The availability of good quality, affordable housing is a huge issue in Newham. According to the Office for National Statistics 35.5% of households in the borough live in the Private Rented Sector. Many of these homes suffer from overcrowding, disrepair and have poor standards of amenity and thermal efficiency at a time when energy costs are heading skywards. Combatting abuses by private landlords and improving standards has been a priority for the council under both the Wales and Fiaz administrations.

Were he to be elected, Mehmood Mirza would have a significant conflict of interest to manage between his role as Mayor in enforcing the Council’s policies on the Private Rented Sector and his role as a rentier property owner whose actions would be regulated by, er, himself.  It is unclear as to how he would resolve these conflicts.

Mirza has said very little about how he would treat the Private Rented Sector if he were elected as Mayor of Newham. His published leaflets are silent on the matter.

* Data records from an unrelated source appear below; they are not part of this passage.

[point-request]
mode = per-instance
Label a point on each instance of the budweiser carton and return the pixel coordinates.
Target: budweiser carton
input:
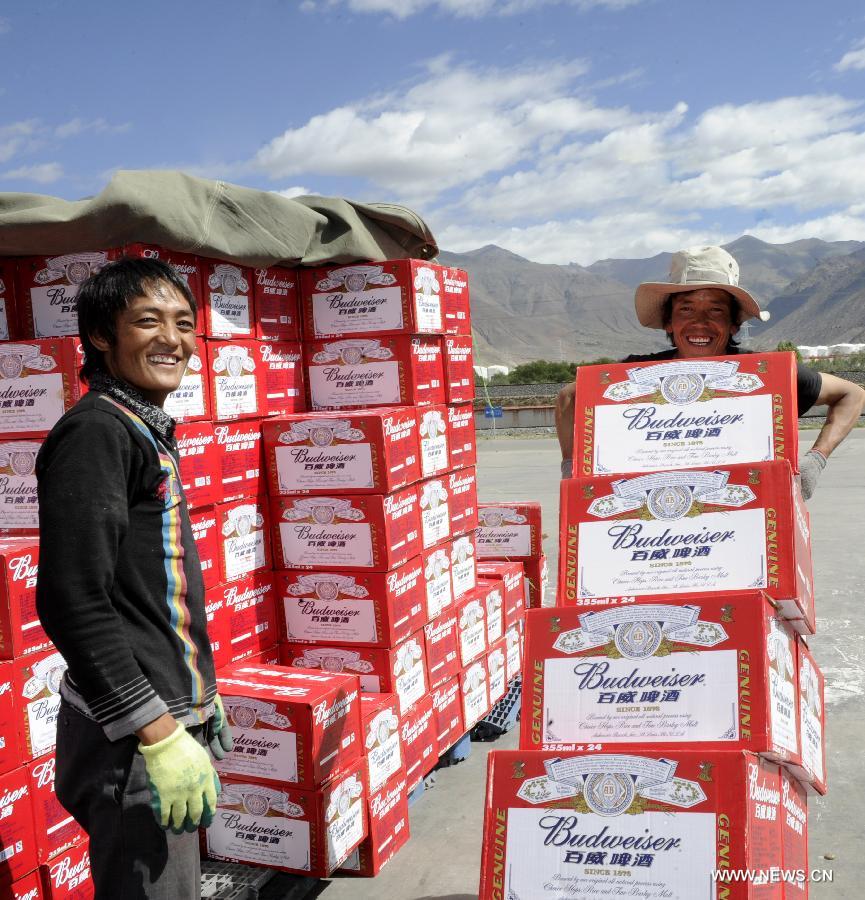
(374, 609)
(380, 736)
(229, 309)
(277, 313)
(191, 401)
(396, 670)
(395, 297)
(356, 373)
(20, 629)
(236, 380)
(239, 459)
(688, 531)
(462, 488)
(461, 436)
(510, 530)
(372, 531)
(57, 830)
(711, 672)
(442, 642)
(369, 452)
(447, 705)
(38, 383)
(685, 414)
(244, 538)
(17, 833)
(662, 821)
(10, 749)
(419, 741)
(252, 615)
(290, 727)
(37, 700)
(204, 531)
(459, 368)
(47, 288)
(812, 722)
(433, 433)
(456, 301)
(67, 876)
(474, 686)
(199, 464)
(388, 829)
(280, 366)
(307, 832)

By contrast, the Labour manifesto for Newham is quite clear on its approach to the private rented sector, stating that the next Labour Council will:

  • Seek Government approval to extend the private landlord registration scheme for an unprecedented third term of 5 more years.  It will include all Temporary Accommodation.
  • Introduce an enhanced inspection regime for the private rented sector in Newham, zero tolerance of poor landlords and provide the staffing resources needed for rigorous enforcement activity.
  • Set clear property standards so that landlords have to provide high quality housing that has good space standards, is safe and well managed.
  • Place particular emphasis on establishing minimum standards of energy efficiency so that private rented homes meet EPC Band C where practical, cost effective and affordable and also have high standards of security. 
  • Campaign for a future Labour Government to introduce both rent controls and security of tenure, subject to cause, for private rented sector tenants.

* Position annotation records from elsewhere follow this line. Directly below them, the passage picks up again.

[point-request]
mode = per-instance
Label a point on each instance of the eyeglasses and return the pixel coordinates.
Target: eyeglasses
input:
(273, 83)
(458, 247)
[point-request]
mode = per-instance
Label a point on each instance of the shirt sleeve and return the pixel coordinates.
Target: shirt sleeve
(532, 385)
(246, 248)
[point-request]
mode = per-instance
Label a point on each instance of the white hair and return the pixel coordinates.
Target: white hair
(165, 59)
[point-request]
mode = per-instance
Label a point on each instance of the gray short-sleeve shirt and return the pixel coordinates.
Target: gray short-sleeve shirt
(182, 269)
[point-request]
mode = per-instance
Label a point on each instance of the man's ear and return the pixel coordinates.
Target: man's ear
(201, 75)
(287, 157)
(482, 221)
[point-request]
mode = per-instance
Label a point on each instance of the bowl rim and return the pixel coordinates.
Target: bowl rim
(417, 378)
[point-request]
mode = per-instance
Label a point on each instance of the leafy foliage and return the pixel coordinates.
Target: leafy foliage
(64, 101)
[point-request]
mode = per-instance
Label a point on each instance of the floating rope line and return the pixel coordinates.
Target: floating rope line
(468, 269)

So here are ten questions Mr Mirza needs to urgently answer ahead of the polls on Thursday:

  1. How many homes do you and any companies that you have an interest of any sort in, own in Newham?
  2. Do you charge more than the Local Housing Allowance to any of your tenants/occupants and by how many percent have you increased your rents in the last one, two, five and 10 years?
  3. Are (or have) any of the homes that you own/control /have a beneficial interest in ever been in a state of disrepair or had repairs outstanding for more than a short period of time?
  4. 35.5% of homes are in the Private Rented in Newham. How can the residents of these homes expect you to treat them fairly when you are a significant private landlord?
  5. As a significant private landlord, explain how there would be no conflict of interest between your role as a landlord seeking to maximise your profits and your role as Mayor policing the private rented sector in Newham and rooting out wrongdoing?
  6. If you were elected Mayor would you rid yourself of all interests in the property you own or control and, if so, how would you do this? If not, how would you resolve your conflicts as a private landlord with the responsibilities of the Mayorality?
  7. How would you ensure that all the decisions you made on the private rented sector were open and accountable to scrutiny?
  8. What lawful policies would you pursue as Mayor to increase the supply of social rented homes and reduce that of private rented homes?
  9. Do you agree that the Council should crack down on private landlords, campaign for security of tenure for private tenants and for rent controls? Should the Council issue Compulsory Purchase Orders on the homes operated by private Landlords in Newham who misbehave?
  10. How much income do you receive in either salary or dividends from the homes that you own/control/have a beneficial interest in, directly or indirectly, and is this the income that allows you to say that you will only take a Living Wage from the Council?

The people of Newham deserve answers. Will they be voting for someone who is on their side, or the side of landlords?